Expansion Of R&D Tax Credit Tops BIA Policy Priorities

The Business And Industry Association has released its list of public policy priorities for the 2013-2014 legislative session. Expansion of the state’s research and development tax credit is at the top of that list, says spokesperson Adrienne Rupp, who adds “it’s very beneficial particularly to the manufacturing sector.”

The BIA continues its tradition of opposing tax increases and supporting tax credits for businesses.

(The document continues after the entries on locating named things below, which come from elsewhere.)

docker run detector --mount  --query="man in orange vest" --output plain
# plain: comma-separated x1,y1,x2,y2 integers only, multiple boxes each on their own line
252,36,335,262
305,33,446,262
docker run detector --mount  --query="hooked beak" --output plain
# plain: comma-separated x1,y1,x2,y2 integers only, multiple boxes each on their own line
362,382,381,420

Meanwhile, the BIA is hoping for state investment in initiatives that:

  • Expand public transportation systems, including rail and air travel, as well as New Hampshire’s road and bridge network, and support efforts to increase federal transportation aid to the state
  • Expand telecommunications infrastructure throughout the state to improve access and reliability
  • Improve job readiness skills for a multi-generational workforce including: improving links between New Hampshire’s education community and employers to foster work-readiness skills
  • Recruit, retain and train younger workers

When asked how the state should fund such initiatives while providing tax credits to businesses and minimizing taxes, Rupp deferred to lawmakers, saying “we certainly don’t have the in-depth knowledge of the budget and the way the state government operates that the policy makers do, so we would not be very specific in saying you should fund it in this manner.”

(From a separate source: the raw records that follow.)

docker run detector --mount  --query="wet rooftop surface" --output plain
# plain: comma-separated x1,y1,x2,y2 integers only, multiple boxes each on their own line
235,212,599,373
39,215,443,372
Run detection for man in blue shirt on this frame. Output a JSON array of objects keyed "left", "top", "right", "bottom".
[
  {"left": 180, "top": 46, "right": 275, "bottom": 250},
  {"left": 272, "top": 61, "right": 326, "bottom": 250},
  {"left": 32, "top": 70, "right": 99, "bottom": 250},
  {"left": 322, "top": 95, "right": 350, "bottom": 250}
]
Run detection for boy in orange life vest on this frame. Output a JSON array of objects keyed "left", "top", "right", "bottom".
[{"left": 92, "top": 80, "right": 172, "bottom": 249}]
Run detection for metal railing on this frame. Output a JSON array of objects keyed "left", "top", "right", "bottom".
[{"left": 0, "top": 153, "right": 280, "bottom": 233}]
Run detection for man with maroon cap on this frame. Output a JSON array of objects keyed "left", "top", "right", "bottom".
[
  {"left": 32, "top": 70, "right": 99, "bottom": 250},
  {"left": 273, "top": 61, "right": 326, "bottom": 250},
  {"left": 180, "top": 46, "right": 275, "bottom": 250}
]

When it comes to unions, the BIA:

  • Supports private sector right-to-work legislation in New Hampshire
  • Opposes National Labor Relations Board rulemaking or congressional proposals that favor organized labor interests over those of business

With energy and the environment, the BIA hopes to:

  • Promote efforts to ensure that New Hampshire’s environmental regulations and statutes are not more burdensome than federal environmental regulations
  • Challenge environmental fees that inappropriately target any one sector of the population or economy
  • Water/sewer – Educate policy leaders and the public about water and wastewater treatment systems that are at the end of their design life and/or exceeding capacity

CORRECTION: In an earlier version of this blogpost, we misspelled Adrianne Rupp’s first name.